One scene apparently took place on the last ship to Horror Island, the ship from which Abeles accidentally falls overboard. The other seems to have involved a scientist who is trying to invent a formula that will turn cyclists into pedestrians; there is a Zelenka design that must have been for this scene. In an interview with Švenk scholar Elena Makarova, Šedova mentions this as an “excellent scene” in the original cabaret, but since she does not describe it further or include it either in her 1961 script or in the later plot summary, there is no way to reconstruct it with any faithfulness to the original; my script references it as a wistful pipedream.
The Terezín March
My adaptation includes Stephen Feigenbaum’s homage to “The Terezín March” written by Švenk for his first production, The Lost Food Card. This song was so energizing and electrifying, and so captured the hopes of people living with a sense of numbing despair, that it became the unofficial “anthem” of the camp. It was reprised again and again to conclude Švenk’s cabarets, was sung spontaneously by the audience at the end of other camp productions, and is cited repeatedly and even reproduced word for word in memoirs and other descriptions of the Terezín written by survivors. My version of the march is the chorus, modified to omit a reference to the number of words prisoners were allowed to use on the postcards they were permitted (or obliged) to write to people back home, a reference that would not be easily understood by today’s audience, and incorporating in its place more comprehensible and poignant text from one of the verses. The music for the stanzas, in minor key, and other Švenk melodies, are referenced in Stephen Feigenbaum’s original new score for the play, which is an homage to the m usic of Karel Švenk.

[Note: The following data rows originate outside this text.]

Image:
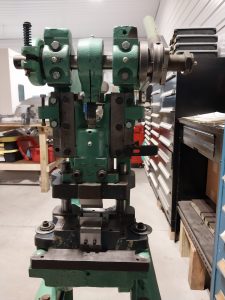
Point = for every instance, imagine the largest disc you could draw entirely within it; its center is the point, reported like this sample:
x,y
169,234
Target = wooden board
x,y
197,271
199,233
206,213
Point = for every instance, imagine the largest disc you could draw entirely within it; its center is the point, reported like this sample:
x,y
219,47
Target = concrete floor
x,y
22,208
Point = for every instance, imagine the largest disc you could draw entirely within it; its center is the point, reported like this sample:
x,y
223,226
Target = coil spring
x,y
27,33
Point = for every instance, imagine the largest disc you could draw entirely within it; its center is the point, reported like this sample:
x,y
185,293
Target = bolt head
x,y
126,45
54,124
45,223
124,76
125,59
53,100
55,45
56,75
54,59
128,125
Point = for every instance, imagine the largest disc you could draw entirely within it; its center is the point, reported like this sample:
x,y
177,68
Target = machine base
x,y
58,283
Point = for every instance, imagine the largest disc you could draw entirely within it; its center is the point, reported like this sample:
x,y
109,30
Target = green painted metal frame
x,y
141,285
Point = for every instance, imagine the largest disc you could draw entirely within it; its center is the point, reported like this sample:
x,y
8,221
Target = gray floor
x,y
23,207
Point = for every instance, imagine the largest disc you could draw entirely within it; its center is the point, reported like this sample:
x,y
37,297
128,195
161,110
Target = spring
x,y
27,33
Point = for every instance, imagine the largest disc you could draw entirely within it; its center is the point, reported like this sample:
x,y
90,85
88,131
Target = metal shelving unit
x,y
217,291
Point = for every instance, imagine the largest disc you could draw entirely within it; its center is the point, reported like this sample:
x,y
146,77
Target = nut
x,y
54,124
56,75
126,45
54,59
53,100
125,59
55,45
124,75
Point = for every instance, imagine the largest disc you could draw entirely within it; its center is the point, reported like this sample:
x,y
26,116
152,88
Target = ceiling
x,y
82,17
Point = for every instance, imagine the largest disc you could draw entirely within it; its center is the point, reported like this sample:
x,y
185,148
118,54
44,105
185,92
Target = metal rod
x,y
66,206
107,62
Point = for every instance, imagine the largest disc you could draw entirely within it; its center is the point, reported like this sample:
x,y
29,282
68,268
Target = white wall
x,y
190,13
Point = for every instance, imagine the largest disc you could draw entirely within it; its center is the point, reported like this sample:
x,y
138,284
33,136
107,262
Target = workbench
x,y
44,167
199,142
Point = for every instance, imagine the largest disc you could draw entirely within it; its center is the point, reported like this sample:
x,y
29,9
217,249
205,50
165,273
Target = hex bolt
x,y
56,75
54,124
124,75
45,297
119,100
27,34
102,174
77,173
128,125
125,59
119,127
54,59
53,100
125,45
55,45
45,223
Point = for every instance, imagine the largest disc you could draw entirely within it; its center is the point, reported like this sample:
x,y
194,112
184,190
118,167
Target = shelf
x,y
199,233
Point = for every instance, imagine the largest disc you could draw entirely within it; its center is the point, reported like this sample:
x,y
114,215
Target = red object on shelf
x,y
139,135
24,144
35,154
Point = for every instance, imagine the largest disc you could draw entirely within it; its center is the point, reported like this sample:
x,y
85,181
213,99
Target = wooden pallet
x,y
197,272
206,213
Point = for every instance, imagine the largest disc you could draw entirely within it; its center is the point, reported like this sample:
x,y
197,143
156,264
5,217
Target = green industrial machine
x,y
85,244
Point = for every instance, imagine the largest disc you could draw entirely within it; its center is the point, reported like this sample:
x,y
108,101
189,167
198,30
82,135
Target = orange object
x,y
25,143
139,133
35,154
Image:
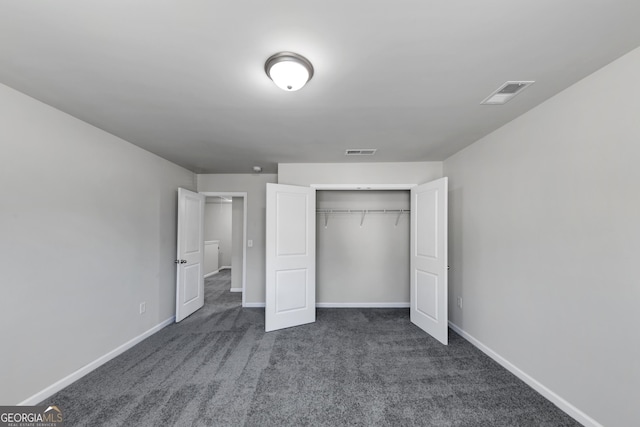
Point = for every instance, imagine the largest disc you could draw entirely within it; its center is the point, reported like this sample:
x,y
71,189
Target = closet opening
x,y
363,248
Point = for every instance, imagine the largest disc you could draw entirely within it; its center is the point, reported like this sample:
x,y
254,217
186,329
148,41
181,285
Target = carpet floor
x,y
352,367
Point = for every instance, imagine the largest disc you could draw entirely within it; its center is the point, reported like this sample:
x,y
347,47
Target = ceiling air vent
x,y
506,92
360,151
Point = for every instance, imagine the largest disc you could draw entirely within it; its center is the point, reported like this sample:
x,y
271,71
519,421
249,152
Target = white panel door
x,y
291,256
190,259
429,297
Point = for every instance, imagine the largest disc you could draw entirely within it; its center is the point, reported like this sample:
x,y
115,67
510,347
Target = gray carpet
x,y
353,367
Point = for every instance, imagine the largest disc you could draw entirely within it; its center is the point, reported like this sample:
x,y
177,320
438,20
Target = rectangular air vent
x,y
360,151
505,92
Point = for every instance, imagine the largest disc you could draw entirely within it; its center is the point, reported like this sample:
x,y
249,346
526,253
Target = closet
x,y
290,246
362,248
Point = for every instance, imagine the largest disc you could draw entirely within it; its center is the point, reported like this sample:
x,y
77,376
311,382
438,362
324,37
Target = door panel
x,y
190,254
429,297
290,256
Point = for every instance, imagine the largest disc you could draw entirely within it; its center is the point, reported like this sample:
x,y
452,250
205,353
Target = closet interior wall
x,y
362,260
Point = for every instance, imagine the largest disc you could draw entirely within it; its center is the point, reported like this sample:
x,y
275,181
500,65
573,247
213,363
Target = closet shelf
x,y
362,212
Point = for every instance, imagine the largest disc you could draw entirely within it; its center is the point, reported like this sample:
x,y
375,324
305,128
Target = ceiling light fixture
x,y
288,70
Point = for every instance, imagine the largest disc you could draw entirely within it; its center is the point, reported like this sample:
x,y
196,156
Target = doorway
x,y
234,252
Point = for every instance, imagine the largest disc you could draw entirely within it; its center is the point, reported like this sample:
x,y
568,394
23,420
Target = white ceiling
x,y
185,78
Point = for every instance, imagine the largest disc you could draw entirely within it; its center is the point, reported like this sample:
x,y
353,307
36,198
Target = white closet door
x,y
290,256
190,259
429,258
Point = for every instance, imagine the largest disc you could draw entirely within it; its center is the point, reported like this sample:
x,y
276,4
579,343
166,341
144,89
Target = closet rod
x,y
363,212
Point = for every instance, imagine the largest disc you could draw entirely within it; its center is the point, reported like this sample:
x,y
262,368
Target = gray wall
x,y
237,213
362,264
88,226
545,240
217,226
255,187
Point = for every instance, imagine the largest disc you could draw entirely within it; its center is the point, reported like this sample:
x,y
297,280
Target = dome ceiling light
x,y
288,70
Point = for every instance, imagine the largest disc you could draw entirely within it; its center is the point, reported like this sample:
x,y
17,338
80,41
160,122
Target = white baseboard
x,y
567,407
363,305
71,378
342,304
212,273
254,304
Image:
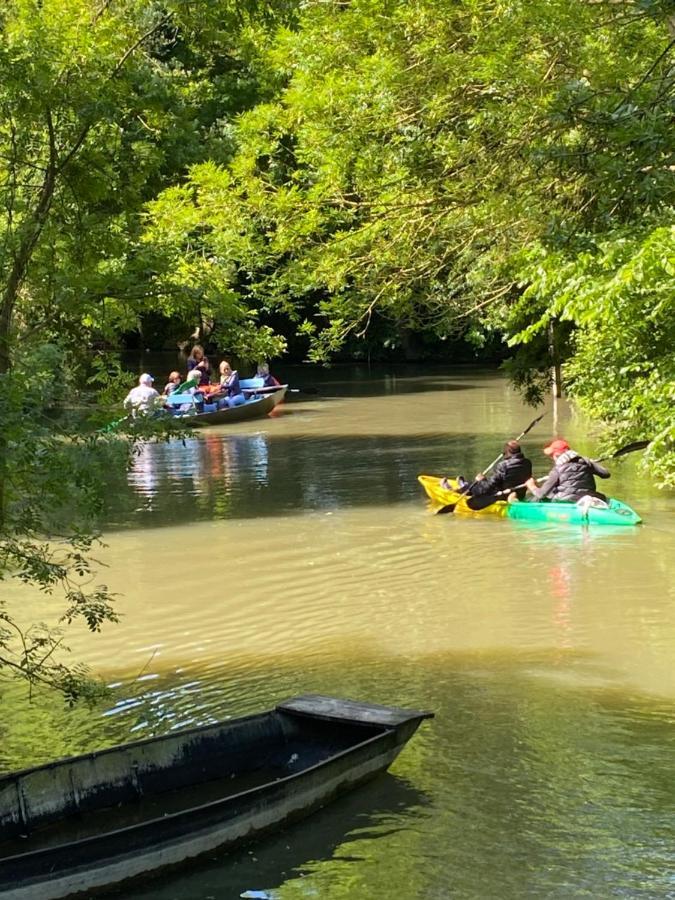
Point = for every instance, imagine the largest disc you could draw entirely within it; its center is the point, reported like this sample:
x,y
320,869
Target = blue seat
x,y
179,400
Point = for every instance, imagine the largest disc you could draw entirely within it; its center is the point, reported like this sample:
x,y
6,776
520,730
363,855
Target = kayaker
x,y
229,384
142,399
197,360
572,476
512,471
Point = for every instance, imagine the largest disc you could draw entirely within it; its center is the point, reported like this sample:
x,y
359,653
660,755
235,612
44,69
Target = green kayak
x,y
617,513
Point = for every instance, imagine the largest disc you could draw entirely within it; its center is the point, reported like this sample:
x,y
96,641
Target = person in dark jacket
x,y
571,478
514,470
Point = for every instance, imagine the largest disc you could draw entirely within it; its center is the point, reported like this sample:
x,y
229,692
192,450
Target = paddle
x,y
478,503
450,507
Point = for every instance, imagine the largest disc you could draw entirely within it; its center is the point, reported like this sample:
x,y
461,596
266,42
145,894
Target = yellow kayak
x,y
443,496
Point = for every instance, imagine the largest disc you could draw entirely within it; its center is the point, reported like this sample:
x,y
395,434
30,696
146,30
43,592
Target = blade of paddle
x,y
531,425
482,502
450,507
630,448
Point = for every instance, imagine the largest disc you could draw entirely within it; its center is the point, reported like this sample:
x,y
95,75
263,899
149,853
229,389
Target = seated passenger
x,y
172,383
571,478
142,400
514,470
229,385
263,371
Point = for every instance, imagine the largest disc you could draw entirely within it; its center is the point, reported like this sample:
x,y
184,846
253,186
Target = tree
x,y
418,161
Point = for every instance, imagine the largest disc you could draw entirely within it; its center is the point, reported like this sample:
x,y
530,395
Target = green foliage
x,y
451,168
620,297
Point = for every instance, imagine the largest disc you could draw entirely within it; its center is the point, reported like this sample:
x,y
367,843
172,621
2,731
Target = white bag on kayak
x,y
588,502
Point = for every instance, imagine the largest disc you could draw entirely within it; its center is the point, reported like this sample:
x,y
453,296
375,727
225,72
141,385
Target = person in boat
x,y
229,385
172,383
571,478
263,371
511,472
142,400
197,360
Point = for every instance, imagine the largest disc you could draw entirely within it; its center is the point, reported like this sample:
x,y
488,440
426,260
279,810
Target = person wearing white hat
x,y
142,399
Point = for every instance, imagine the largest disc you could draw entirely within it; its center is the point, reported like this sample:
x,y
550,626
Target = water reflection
x,y
341,836
299,556
221,475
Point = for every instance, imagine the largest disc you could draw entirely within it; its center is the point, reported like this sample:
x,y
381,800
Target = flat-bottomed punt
x,y
257,406
96,820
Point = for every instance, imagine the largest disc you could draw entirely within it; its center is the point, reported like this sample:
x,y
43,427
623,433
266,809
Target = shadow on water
x,y
378,809
525,784
220,476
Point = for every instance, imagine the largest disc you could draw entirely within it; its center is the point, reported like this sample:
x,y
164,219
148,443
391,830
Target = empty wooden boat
x,y
92,821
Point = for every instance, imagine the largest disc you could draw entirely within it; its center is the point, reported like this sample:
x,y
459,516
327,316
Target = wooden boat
x,y
256,406
617,513
92,821
251,386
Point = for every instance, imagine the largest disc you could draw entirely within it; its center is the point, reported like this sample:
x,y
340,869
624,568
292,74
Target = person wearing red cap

Spiritual Resistance and Resilience
The Last Cyclist opens a window onto a little known aspect of what Miriam Novitch first termed “spiritual resistance” to the Nazis during the Holocaust. Despite the harrowing conditions under which they were forced to live and work, Jews in Terezín created a remarkable wealth of cultural offerings, including theatrical performances, concerts, recitals and thousands of lectures that gave solace and a boost in morale to this humiliated and disheartened group of highly educated, civilized and cultured urban people who, despite dire rumors, still hoped that they would soon be going home, and who certainly had no idea of the mass murder that awaited them.
For many years after the Holocaust, there was a sense that the Jews of Europe who were rounded up, put into transit camps and then deported to death camps went “like sheep to the slaughter.” People saw the Warsaw Ghetto uprising and isolated acts of resistance such as that of the Bielski brothers (Defiance) as anomalies, remarkable exceptions that proved the rule. Now we know better. Memoirs, historical accounts, novels and films delineate myriad instances of bravery, of physical and spiritual resistance to the Nazis.
The Last Cyclist is an example of the extraordinary resilience displayed by concentration camp inmates. Incredibly, Švenk’s play is funny and was meant to be funny. The audiences at Terezín that attended the open rehearsals of The Last Cyclist laughed and today’s audiences are meant to laugh too. But ours is uncomfortable laughter: first because we realize that the play is not a joke but a brave protest against totalitarianism; and, second, because we know the fate of the cast and the rest of the six million Jews murdered during the Holocaust. The play, in a non-confrontational way, makes clear to today’s audiences that it is the personal responsibility of every human being to fight intolerance, prejudice, bullying and racism.